Jeśli popularne stało się dziś kwestionowanie przełomu 1988-1990 z Okrągłym Stołem na czele, to wiadomo, że to nic innego jak przyporządkowywanie historii bieżącej polityce. Inaczej mówiąc, normalnym powinny być w „S” głosy popierające Okrągły Stół, jak i krytykujące ten moment w historii, ale nie wyobrażam sobie, że ktoś próbuje wymazać ten fragment z dziejów „S”.

Jeśli słyszę totalną krytykę Lecha Wałęsy, człowieka znanego na całym świecie, który stał się kolejnym symbolem pokojowych zmian, to wiem, że to próba pisania historii „Solidarności” na nowo. Ze szkodą dla niej samej. 

Upieram się, że dziedzictwo „S” jest najważniejszym w najnowszej historii Polski również dlatego, że był to ruch łączący różne nurty polskiej myśli politycznej – od socjalistycznej po konserwatywną. I jeśli dzisiaj ktoś to kwestionuje lub twierdzi, że jest jedynym depozytariuszem idei „S” jest albo cynikiem, albo chce wykorzystać symbol „S” wyłącznie dla swoich celów politycznych.

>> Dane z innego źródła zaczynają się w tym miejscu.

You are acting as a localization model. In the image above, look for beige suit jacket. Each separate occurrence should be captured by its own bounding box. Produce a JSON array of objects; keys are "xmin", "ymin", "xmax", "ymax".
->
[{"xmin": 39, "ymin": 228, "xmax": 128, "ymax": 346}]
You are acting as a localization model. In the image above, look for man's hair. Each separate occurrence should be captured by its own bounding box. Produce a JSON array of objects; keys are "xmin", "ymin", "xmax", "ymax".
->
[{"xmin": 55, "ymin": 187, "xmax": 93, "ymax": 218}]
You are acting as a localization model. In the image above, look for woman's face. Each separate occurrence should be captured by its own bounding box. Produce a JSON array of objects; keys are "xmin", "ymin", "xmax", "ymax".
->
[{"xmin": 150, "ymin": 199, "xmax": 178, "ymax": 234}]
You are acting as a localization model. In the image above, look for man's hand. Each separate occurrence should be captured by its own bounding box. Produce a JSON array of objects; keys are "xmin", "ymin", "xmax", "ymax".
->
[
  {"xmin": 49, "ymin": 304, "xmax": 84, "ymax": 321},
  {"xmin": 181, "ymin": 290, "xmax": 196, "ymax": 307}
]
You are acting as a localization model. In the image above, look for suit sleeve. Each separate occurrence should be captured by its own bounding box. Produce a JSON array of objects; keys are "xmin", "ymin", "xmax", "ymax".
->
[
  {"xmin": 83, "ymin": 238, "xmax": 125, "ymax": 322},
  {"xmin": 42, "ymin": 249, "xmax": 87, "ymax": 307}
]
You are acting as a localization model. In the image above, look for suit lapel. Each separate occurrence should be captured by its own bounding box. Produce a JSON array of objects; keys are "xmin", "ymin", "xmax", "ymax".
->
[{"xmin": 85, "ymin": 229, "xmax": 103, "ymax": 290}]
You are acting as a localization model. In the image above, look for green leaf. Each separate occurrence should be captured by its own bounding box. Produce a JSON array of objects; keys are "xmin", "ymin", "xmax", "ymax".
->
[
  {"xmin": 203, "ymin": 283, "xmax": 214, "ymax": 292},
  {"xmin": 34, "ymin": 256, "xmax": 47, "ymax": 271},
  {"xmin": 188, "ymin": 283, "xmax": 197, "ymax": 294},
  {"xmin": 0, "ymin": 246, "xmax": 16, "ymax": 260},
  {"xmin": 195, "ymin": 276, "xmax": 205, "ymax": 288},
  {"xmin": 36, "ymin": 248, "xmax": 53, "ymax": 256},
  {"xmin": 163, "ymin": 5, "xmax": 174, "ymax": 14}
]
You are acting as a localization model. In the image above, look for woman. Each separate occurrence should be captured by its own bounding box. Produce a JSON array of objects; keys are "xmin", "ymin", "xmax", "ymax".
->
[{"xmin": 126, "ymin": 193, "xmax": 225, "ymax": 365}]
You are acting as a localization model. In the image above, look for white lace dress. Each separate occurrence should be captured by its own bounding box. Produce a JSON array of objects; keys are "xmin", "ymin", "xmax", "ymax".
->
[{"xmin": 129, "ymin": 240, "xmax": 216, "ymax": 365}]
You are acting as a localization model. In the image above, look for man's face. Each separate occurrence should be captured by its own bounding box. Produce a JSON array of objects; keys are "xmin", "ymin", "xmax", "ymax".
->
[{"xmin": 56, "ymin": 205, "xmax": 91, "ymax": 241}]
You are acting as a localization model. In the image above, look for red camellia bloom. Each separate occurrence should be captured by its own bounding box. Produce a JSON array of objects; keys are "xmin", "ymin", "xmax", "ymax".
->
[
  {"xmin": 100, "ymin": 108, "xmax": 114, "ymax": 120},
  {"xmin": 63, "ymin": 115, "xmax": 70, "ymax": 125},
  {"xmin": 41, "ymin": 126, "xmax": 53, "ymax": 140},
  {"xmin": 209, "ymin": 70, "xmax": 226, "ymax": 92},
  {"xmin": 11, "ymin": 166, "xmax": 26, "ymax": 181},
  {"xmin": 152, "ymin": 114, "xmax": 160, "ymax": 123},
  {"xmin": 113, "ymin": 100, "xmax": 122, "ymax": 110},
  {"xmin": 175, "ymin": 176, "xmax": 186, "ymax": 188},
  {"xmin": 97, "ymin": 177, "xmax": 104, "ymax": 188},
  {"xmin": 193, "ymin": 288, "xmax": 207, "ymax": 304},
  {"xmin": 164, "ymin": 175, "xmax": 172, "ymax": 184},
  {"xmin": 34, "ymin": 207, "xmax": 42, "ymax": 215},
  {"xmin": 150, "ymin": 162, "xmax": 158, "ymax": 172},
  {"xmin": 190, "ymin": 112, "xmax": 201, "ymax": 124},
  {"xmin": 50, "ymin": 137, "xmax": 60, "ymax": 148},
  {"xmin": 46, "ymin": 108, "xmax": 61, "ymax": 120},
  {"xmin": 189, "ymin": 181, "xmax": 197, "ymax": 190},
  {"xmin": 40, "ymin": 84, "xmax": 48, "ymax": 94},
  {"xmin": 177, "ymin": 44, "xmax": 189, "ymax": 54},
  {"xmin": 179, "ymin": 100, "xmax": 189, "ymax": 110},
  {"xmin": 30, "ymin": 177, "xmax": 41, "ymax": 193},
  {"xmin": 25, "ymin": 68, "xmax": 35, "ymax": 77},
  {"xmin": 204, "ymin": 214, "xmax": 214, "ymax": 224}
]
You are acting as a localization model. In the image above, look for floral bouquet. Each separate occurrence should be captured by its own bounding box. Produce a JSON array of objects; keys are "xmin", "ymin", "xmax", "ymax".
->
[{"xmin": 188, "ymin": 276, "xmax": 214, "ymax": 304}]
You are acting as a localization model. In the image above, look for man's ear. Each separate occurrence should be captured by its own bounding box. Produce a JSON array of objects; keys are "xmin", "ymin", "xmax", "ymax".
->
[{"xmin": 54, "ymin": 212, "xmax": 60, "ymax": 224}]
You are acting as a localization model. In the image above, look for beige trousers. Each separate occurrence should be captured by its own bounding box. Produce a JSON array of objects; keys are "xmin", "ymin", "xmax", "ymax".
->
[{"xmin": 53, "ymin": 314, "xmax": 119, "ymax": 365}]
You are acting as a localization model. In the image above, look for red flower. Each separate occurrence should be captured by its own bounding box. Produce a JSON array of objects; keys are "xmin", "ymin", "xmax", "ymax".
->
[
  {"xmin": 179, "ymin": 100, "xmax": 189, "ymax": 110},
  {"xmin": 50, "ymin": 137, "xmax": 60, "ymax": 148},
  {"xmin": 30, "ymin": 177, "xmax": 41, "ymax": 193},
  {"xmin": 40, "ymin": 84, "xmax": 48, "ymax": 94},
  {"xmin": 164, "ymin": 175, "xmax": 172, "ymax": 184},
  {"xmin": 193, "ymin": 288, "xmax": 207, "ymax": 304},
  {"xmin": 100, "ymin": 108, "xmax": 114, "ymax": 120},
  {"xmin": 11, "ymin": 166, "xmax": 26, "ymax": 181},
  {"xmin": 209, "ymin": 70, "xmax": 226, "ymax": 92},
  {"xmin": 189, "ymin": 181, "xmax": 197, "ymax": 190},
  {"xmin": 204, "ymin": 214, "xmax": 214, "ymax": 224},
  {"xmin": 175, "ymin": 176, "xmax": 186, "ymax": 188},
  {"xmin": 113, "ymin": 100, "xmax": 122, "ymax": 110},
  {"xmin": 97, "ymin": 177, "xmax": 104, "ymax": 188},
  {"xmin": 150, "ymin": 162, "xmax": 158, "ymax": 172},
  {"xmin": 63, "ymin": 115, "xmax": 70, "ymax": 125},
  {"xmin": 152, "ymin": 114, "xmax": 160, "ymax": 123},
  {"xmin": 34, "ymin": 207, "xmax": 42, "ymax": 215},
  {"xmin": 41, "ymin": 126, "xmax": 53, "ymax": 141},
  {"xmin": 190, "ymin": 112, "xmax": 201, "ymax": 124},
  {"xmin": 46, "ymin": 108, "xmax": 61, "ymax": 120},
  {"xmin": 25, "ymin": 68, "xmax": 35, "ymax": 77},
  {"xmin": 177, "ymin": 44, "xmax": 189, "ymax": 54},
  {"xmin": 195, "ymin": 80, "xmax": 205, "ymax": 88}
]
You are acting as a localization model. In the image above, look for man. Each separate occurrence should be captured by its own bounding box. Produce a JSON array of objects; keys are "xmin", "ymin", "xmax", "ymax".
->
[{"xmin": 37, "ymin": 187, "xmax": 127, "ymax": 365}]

Dość przypomnieć, że korzenie solidarnościowe mają niegdysiejsze ROAD, PC, ZChN, PChD, RS AWS, PK, SKL, UD, UP, SP, UW (pamiętacie, co oznaczają te skróty?), jak i obecne PiS, PO. Nawet obecne PSL to efekt połączenia ZSL i PSL „Solidarność”. Każde z tych środowisk wnosiło do „S” swoją cząstkę, tworząc jej wielkość i różnorodność. Nikt z nich nie ma monopolu na ideę „S”.

„Solidarność” w roku swego 40-lecia istnieje i nadal jest znaczącym podmiotem na polskiej scenie politycznej. Jej głos jest nadal słyszalny. Ma dużo do powiedzenia. Ale będzie karłowacieć, jeśli szefostwo Związku będzie wiązać jej wielkość z jedną partią (mniejsza w tej chwili o nazwę). Przyklejenie „S” do jednej partii spowoduje, że liczebność Związku będzie się ograniczała tylko do zwolenników tej jednej partii bez szans na rozwój.

Całkiem niedawno „S” prowadziła kampanię „Solidarność. Not for sale”. No właśnie, nie chciałbym, by „S” sama zaprzeczyła swojej historii i tożsamości i rozprzedała swoje dziedzictwo, bo wtedy rzeczywiście stanie się przystawką, z którą liczyć się będzie z czasem coraz mniej ludzi w polityce. A na to nie zasłużyła.